Session Information
Date: Sunday, November 5, 2017
Session Type: ACR Poster Session A
Session Time: 9:00AM-11:00AM
Background/Purpose:
To study the prevalence of occult hepatitis B carrier status and its associated factors in patients with rheumatic diseases undergoing biological therapies
Methods:
Consecutive adult patients with various rheumatic diseases who were currently receiving biological therapies between November 2016 and April 2017 were recruited in this cross-sectional study. Blood was taken for evidence of hepatitis B infection (HBsAg, anti-HBs, anti-HBc-IgG). For patients tested positive for HBsAg or anti-HBc-IgG, assay of serum HBV-DNA level was also performed. Occult hepatitis B carrier was defined as patients who were HBsAg negative but anti-HBc-IgG positive. Logistic regression was performed to study factors independently associated with occult hepatitis B carrier status in these patients.
Results:
310 Chinese patients were studied (60% women, age at biological therapy 44.0±13.0 years). The underlying rheumatic diseases requiring biological therapies were rheumatoid arthritis (46%), spondyloarthritis (31%), psoriatic arthritis (12%) and systemic lupus erythematosus (8.1%). The biologics being used were the TNF inhibitors (66%), tocilizumab (16%), abatacept (2.9%), rituximab (7.7%), belimumab (5.8%) and tofactinib (1.3%). Hepatitis B carrier (HBsAg+) status was detected in 11 (3.5%) patients and they were all put on preemptive anti-viral therapy (entecavir). A total of 105 patients (34%) were occult hepatitis B carriers (HBsAg- but anti-HBc-IgG+). Anti-HBs was present in 83/105 (79%) of these patients.
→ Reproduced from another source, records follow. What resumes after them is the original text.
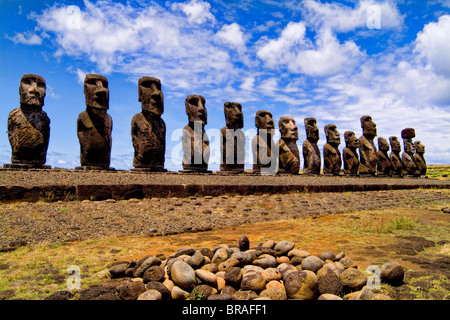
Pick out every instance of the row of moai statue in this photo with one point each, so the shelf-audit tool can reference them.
(29, 132)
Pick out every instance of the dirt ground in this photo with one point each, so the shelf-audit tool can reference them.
(407, 226)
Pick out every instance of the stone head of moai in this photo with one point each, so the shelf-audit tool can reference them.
(369, 127)
(395, 144)
(264, 121)
(383, 145)
(312, 131)
(332, 134)
(150, 96)
(351, 141)
(29, 125)
(407, 135)
(32, 92)
(288, 128)
(419, 147)
(234, 117)
(96, 92)
(196, 109)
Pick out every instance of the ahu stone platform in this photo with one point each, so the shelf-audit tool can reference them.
(65, 184)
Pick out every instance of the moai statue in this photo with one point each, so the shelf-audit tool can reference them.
(409, 166)
(94, 125)
(288, 154)
(29, 126)
(263, 146)
(311, 153)
(148, 130)
(195, 140)
(384, 165)
(350, 154)
(232, 151)
(331, 154)
(367, 149)
(419, 158)
(394, 156)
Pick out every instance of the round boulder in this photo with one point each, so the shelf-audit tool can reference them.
(301, 285)
(312, 263)
(283, 247)
(183, 275)
(392, 273)
(253, 281)
(353, 279)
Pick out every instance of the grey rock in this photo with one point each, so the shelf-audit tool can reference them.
(144, 264)
(392, 273)
(283, 247)
(353, 279)
(312, 263)
(183, 275)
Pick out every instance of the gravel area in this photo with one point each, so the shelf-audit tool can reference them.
(24, 223)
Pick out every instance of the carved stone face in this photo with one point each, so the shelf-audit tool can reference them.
(96, 91)
(383, 145)
(420, 148)
(312, 131)
(264, 120)
(408, 146)
(351, 140)
(333, 136)
(151, 96)
(233, 115)
(32, 90)
(369, 127)
(195, 109)
(288, 128)
(395, 144)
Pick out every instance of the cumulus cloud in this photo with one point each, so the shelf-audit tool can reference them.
(341, 18)
(27, 37)
(196, 11)
(233, 36)
(166, 42)
(433, 45)
(324, 57)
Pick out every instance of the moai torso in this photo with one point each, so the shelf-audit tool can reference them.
(263, 146)
(94, 125)
(29, 125)
(195, 140)
(409, 166)
(232, 151)
(384, 165)
(350, 153)
(331, 154)
(419, 158)
(148, 130)
(367, 150)
(311, 153)
(395, 157)
(288, 154)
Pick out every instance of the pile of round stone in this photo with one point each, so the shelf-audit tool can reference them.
(270, 271)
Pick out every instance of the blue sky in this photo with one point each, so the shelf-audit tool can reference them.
(332, 60)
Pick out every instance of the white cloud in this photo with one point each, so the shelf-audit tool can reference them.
(433, 45)
(196, 11)
(163, 42)
(232, 35)
(282, 50)
(341, 18)
(27, 37)
(327, 56)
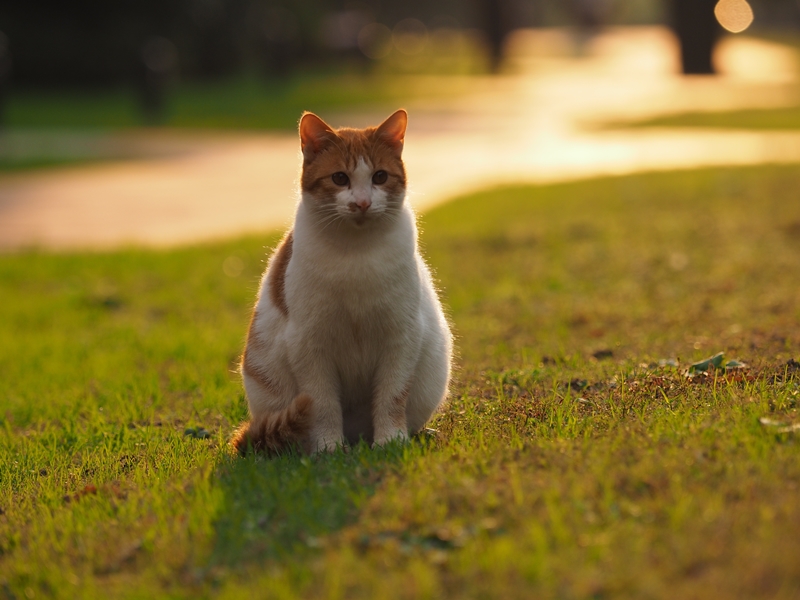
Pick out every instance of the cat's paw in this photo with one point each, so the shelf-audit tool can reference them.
(327, 445)
(399, 435)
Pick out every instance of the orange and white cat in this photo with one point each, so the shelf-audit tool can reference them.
(348, 340)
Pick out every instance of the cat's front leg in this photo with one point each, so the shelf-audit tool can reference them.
(389, 401)
(317, 379)
(389, 416)
(327, 431)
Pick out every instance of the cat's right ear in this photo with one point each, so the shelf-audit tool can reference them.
(314, 133)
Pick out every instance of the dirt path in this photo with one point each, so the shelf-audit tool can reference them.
(534, 126)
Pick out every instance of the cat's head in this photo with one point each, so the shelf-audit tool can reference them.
(353, 175)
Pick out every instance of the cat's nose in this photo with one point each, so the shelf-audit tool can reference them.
(361, 205)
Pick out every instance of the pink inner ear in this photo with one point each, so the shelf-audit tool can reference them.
(393, 129)
(313, 131)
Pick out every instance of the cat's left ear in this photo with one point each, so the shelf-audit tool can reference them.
(393, 130)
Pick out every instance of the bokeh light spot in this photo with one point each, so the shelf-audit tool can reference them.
(410, 36)
(375, 40)
(734, 15)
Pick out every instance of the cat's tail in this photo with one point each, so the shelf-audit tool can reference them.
(277, 431)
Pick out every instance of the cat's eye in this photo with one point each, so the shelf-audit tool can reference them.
(340, 179)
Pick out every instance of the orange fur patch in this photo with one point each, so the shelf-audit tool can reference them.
(277, 432)
(277, 274)
(342, 154)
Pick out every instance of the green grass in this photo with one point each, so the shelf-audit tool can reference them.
(568, 464)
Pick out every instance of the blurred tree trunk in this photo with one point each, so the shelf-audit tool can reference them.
(697, 29)
(494, 27)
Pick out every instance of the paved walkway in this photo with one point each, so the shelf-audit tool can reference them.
(533, 126)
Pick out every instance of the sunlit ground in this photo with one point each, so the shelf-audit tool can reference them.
(536, 122)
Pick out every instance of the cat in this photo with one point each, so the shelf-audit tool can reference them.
(348, 339)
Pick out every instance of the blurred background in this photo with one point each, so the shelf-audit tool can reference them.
(90, 81)
(131, 62)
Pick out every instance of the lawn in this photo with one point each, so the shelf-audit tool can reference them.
(577, 457)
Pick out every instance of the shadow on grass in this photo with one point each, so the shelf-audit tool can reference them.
(274, 509)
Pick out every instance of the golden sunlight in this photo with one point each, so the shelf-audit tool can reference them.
(734, 15)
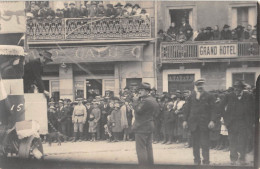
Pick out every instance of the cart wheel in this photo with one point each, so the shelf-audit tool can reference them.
(27, 145)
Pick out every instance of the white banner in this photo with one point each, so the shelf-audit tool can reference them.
(12, 17)
(217, 51)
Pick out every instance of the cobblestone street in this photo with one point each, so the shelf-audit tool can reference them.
(124, 152)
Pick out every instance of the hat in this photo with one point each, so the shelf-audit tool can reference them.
(208, 28)
(46, 54)
(118, 4)
(239, 84)
(145, 86)
(109, 5)
(154, 89)
(128, 4)
(79, 99)
(226, 26)
(143, 11)
(199, 82)
(136, 5)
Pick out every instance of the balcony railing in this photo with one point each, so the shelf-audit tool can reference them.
(173, 51)
(89, 29)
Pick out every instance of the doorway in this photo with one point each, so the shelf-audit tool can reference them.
(180, 82)
(176, 16)
(94, 88)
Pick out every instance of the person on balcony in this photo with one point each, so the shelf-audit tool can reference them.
(33, 72)
(186, 28)
(101, 11)
(172, 31)
(119, 9)
(216, 33)
(73, 12)
(135, 7)
(209, 34)
(248, 32)
(111, 12)
(83, 11)
(93, 9)
(66, 10)
(254, 33)
(240, 32)
(129, 9)
(59, 13)
(226, 33)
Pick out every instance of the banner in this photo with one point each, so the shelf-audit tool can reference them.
(217, 51)
(12, 17)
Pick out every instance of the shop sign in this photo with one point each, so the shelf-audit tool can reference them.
(217, 51)
(181, 78)
(95, 54)
(12, 17)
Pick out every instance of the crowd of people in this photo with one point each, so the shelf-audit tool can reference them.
(111, 119)
(87, 10)
(185, 33)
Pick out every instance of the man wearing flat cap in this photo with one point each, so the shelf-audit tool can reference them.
(33, 72)
(145, 107)
(238, 112)
(226, 33)
(79, 118)
(199, 117)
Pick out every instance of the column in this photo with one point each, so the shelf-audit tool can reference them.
(66, 82)
(233, 18)
(252, 14)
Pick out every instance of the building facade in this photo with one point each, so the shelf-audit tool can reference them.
(95, 55)
(220, 62)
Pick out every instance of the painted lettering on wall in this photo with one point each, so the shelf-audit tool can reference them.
(218, 51)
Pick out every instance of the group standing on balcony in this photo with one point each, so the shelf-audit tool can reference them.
(90, 10)
(185, 33)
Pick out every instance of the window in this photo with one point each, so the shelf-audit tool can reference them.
(249, 78)
(79, 89)
(242, 16)
(55, 90)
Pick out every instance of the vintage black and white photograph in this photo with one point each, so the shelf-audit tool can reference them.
(129, 84)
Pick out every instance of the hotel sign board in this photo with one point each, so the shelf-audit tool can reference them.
(217, 50)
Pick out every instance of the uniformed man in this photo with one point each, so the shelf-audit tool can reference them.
(199, 117)
(226, 33)
(145, 107)
(79, 117)
(238, 108)
(33, 72)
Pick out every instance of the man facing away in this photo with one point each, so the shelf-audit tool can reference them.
(199, 117)
(145, 106)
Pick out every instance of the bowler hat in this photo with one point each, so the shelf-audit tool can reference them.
(47, 55)
(226, 26)
(239, 84)
(145, 86)
(199, 82)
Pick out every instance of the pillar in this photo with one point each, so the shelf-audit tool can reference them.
(66, 82)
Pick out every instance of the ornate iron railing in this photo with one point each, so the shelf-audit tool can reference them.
(170, 51)
(89, 28)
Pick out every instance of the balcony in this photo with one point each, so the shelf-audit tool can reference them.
(89, 29)
(207, 51)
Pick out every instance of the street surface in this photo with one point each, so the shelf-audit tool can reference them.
(124, 153)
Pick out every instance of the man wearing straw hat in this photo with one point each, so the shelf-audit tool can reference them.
(145, 107)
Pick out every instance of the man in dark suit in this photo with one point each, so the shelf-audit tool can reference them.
(145, 108)
(33, 72)
(199, 117)
(238, 108)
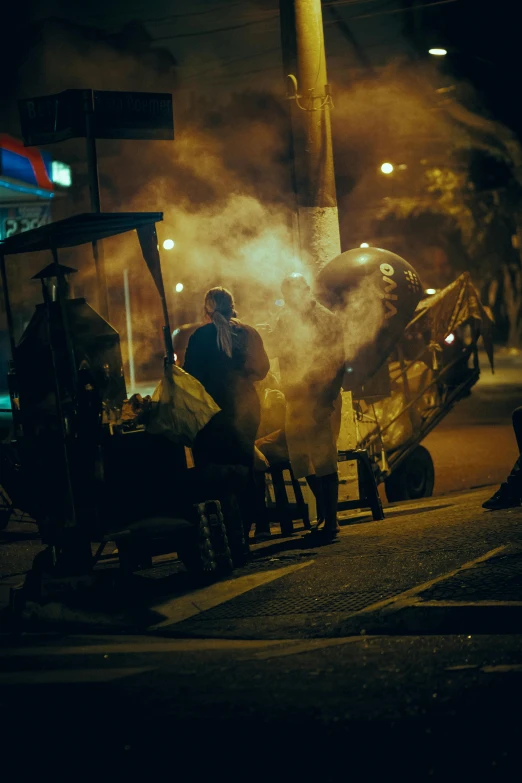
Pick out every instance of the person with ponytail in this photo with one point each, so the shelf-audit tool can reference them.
(228, 357)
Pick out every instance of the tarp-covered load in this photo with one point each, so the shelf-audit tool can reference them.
(429, 366)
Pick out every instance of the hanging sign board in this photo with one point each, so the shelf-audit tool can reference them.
(117, 115)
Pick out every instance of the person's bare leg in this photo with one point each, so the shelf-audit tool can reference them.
(330, 495)
(316, 486)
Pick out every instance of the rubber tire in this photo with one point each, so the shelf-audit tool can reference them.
(5, 516)
(413, 479)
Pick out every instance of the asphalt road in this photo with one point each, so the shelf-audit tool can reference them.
(474, 445)
(394, 652)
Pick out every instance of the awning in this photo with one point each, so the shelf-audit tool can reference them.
(25, 173)
(78, 230)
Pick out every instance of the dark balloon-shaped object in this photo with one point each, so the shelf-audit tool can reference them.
(376, 293)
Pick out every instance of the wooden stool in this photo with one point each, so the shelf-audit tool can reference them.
(368, 492)
(284, 512)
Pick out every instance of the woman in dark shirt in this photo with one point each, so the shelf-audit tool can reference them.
(228, 357)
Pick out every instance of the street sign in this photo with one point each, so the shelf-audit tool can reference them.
(52, 118)
(14, 220)
(133, 115)
(116, 115)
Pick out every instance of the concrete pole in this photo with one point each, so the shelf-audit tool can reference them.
(318, 217)
(128, 319)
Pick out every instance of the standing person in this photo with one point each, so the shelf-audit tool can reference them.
(509, 494)
(228, 357)
(309, 343)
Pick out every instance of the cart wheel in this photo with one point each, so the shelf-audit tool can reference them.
(413, 479)
(5, 516)
(209, 558)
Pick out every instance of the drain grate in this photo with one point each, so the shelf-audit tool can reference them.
(252, 606)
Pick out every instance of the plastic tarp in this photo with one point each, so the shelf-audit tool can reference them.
(181, 407)
(436, 317)
(456, 304)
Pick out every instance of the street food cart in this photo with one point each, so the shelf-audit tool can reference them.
(83, 460)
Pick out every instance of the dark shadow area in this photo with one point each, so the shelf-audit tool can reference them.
(392, 513)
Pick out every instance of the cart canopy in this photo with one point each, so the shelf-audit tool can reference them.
(78, 230)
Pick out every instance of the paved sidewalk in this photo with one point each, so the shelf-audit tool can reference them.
(293, 589)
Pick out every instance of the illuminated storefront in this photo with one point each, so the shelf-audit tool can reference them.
(29, 181)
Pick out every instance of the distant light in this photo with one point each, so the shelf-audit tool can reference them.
(61, 174)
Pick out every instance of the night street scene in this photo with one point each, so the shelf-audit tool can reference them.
(260, 390)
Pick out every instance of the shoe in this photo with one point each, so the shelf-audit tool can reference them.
(500, 500)
(265, 536)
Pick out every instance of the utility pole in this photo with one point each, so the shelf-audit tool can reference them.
(318, 216)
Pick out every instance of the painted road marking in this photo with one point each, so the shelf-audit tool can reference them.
(167, 646)
(397, 602)
(450, 604)
(178, 609)
(69, 676)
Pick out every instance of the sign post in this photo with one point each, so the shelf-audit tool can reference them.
(94, 189)
(96, 114)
Occult hepatitis B carriers were significantly older than the non-carriers (49.9±11.1 vs 40.9±13.3 years; p<0.001), and were more frequently identified in rheumatoid arthritis than other rheumatic diseases (45% vs 25%; p<0.001). However, there was no gender difference in the prevalence of the occult hepatitis B carrier status (37% in women vs 28% in men; p=0.10). Logistic regression revealed that older age (RR 1.05[1.03-1.08] per year; p<0.001) was the only independent factor significantly associated with occult hepatitis B infection. Rheumatoid arthritis was not significantly associated with occult hepatitis B carrier status after adjustment for age and sex. Of the occult hepatitis B carriers, 9 (8.6%) had detectable HBV-DNA levels but all were very low titers (<100IU/ml). Five (56%) patients with detectable HBV-DNA levels received entecavir treatment during biological therapies, while 19 (20%) patients without detectable HBV-DNA were put on preemptive entecavir treatment (including all patients who were receiving rituximab). None of the overt (HBsAg+) or occult hepatitis B (HBsAg- anti-HBc-IgG+) carrier patients developed clinical reactivation of hepatitis B during a mean of 5.0±3.7 years of biological therapies.
Conclusion:
Occult hepatitis B carrier status was present in one-third of Hong Kong Chinese patients with various rheumatic diseases undergoing biological therapies. Older age was the only independent factor associated with occult hepatitis B infection. Despite the relatively low rate of preemptive anti-viral treatment in these patients, clinical reactivation of hepatitis B was not reported over 5 years of biological therapies.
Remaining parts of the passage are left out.